Streptococcus pneumoniae is among the most common pathogens associated with chronic otitis media with effusion, which has been hypothesized to be a biofilm disease. S. pneumoniae has been shown to form biofilms, however, little is known about the developmental process, the architecture, and the changes that occur upon biofilm development. In the current study we made use of a continuous-culture biofilm system to characterize biofilm development of 14 different S. pneumoniae strains representing at least 10 unique serotypes. The biofilm development process was found to occur in three distinct stages, including initial attachment, cluster formation, and biofilm maturation. While all 14 pneumococcal strains displayed similar developmental stages, the mature biofilm architecture differed significantly among the serotypes tested. Overall, three biofilm architectural groups were detected based on biomass, biofilm thickness, and cluster size. The biofilm viable cell counts and total protein concentration increased steadily over the course of biofilm development, reaching approximately 8 x 10(8) cells and approximately 15 mg of protein per biofilm after 9 days of biofilm growth. Proteomic analysis confirmed the presence of distinct biofilm developmental stages by the detection of multiple phenotypes over the course of biofilm development.
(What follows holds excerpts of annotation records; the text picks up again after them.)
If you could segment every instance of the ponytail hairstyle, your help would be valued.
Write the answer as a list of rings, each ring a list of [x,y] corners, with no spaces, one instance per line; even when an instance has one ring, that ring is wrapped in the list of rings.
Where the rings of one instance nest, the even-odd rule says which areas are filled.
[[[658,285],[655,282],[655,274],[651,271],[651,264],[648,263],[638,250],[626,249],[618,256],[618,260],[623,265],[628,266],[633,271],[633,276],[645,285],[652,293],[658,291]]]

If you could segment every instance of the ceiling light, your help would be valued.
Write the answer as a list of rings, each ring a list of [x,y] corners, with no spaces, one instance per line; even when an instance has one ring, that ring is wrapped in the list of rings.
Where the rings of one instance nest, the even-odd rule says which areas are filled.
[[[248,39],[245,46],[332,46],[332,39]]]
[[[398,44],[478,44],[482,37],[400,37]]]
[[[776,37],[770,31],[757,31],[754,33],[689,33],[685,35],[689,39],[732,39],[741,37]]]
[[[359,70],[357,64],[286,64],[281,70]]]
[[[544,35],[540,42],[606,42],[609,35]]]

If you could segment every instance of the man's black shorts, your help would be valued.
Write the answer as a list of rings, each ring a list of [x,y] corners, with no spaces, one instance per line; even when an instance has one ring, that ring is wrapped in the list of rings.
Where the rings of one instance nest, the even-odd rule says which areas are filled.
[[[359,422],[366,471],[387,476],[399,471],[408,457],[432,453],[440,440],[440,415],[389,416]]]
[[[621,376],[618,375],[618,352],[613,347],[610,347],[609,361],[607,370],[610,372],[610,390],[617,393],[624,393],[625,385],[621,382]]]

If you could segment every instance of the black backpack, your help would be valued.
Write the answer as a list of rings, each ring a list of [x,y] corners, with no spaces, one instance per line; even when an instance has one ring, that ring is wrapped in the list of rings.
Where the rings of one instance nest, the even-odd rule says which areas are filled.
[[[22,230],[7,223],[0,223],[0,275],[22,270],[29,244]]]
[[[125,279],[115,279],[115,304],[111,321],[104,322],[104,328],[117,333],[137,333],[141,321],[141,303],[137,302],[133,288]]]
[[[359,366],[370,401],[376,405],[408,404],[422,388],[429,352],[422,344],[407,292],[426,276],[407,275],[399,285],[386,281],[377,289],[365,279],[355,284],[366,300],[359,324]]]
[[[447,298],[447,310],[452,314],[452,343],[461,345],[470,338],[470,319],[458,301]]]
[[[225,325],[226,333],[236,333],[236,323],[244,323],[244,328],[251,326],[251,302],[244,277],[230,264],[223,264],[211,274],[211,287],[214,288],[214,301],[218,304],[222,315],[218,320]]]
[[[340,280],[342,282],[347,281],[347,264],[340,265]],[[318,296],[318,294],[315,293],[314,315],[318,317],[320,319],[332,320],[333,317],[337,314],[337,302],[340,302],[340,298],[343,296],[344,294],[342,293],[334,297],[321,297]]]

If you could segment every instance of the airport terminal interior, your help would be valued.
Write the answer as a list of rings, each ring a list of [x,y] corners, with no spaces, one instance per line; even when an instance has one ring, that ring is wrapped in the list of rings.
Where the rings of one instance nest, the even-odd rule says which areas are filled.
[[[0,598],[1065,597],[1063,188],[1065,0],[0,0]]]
The biofilm development process was found to correlate not only with differential production of proteins but also with a dramatic increase in the number of detectable proteins, indicating that biofilm formation by S. pneumoniae may be a far more complex process than previously anticipated. Protein identification revealed that proteins involved in virulence, adhesion, and resistance were more abundant under biofilm growth conditions. A possible role of the identified proteins in biofilm formation is discussed.

FIG. 1.

Streptococcus pneumoniae biofilm formation under continuous flow. Phase-contrast micrographs at a magnification of 1,000× obtained 1 day (A), 2 days (B), and 3 days (C) after initiation of S. pneumoniae biofilm formation. Biofilms were viewed using an Olympus BX60 microscope. Flow-cell experiments were performed in triplicate as described in Materials and Methods.

FIG. 2.

Confocal laser scanning microscopic images of (A) 6-day and (B) 9-day-old Streptococcus pneumoniae serotype 3 biofilms. Biofilms were grown in flow cells under once-through flow conditions for 6 and 9 days, after which time the biofilms were stained with the Live/Dead BacLight stain. Biofilms were viewed at 400× magnification. Flow cell experiments were performed in triplicate as described in Materials and Methods.

FIG. 3.

Confocal laser scanning microscopic images of 6-day-old biofilms of Streptococcus pneumoniae serotypes. Representative CLSM images of S. pneumoniae group I biofilm architecture (A) of strain BS71 (serotype 3), group II biofilm architecture (B) of strain BS73 (serotype 6), and group III biofilm architecture (C) of strain BS75 (serotype 19) are shown. Biofilms were grown in flow cells under once-through flow conditions for 6 days, after which time the biofilms were stained with the Live/Dead BacLight stain. Biofilms were viewed at 400× magnification. The CLSM images show the xy and xz planes. Flow cell experiments were performed in triplicate as described in Materials and Methods.

FIG. 4.

2D images of total cell extracts obtained from 6-day-old Streptococcus pneumoniae capsule serotype 3 biofilms. The total protein extracts (200 μg) were separated using (A) pH 3 to 10NL, (B) pH 4 to 7 and (C) pH 4.5 to 5.5 Immobiline Dry Strips in the first dimension, followed by SDS-PAGE using 11% polyacrylamide gels in the second dimension. Gels were stained with silver nitrate (10).

FIG. 5.

2D images of total cell extracts obtained from Streptococcus pneumoniae serotype 3 grown planktonically (A) and as 3-day (B), 6-day (C), and 9-day (D) biofilm. The crude protein extracts (200 μg) were separated on pH 4.5 to 5.5 Immobiline Dry strips, followed by SDS-PAGE using 11% polyacrylamide gels. Gels were stained with silver nitrate (10). Experiments were performed in triplicate.

FIG. 6.

Protein production patterns of selected proteins over the course of Streptococcus pneumoniae serotype 3 biofilm development. Representative production patterns of glucose-6-phosphate isomerase (A), glycl-tRNA synthetase (B), and pneumolysin (C). The production pattern analysis was carried out from 2D images that were scanned using a calibrated image scanner (GE Healthcare). Image analysis was done using the Image Master 2D Platinum software (GE Healthcare). Computational analysis was based on 2D protein spot volume. The planktonic growth stage and three biofilm developmental stages were analyzed thus: planktonic, planktonic cell stage; 3 days, 3-day-old biofilms; 6 days, 6-day-old biofilms, and 9 days, 9-day-old biofilms. The data shown here represent the average spot volumes. Experiments were carried out in triplicate for each growth stage.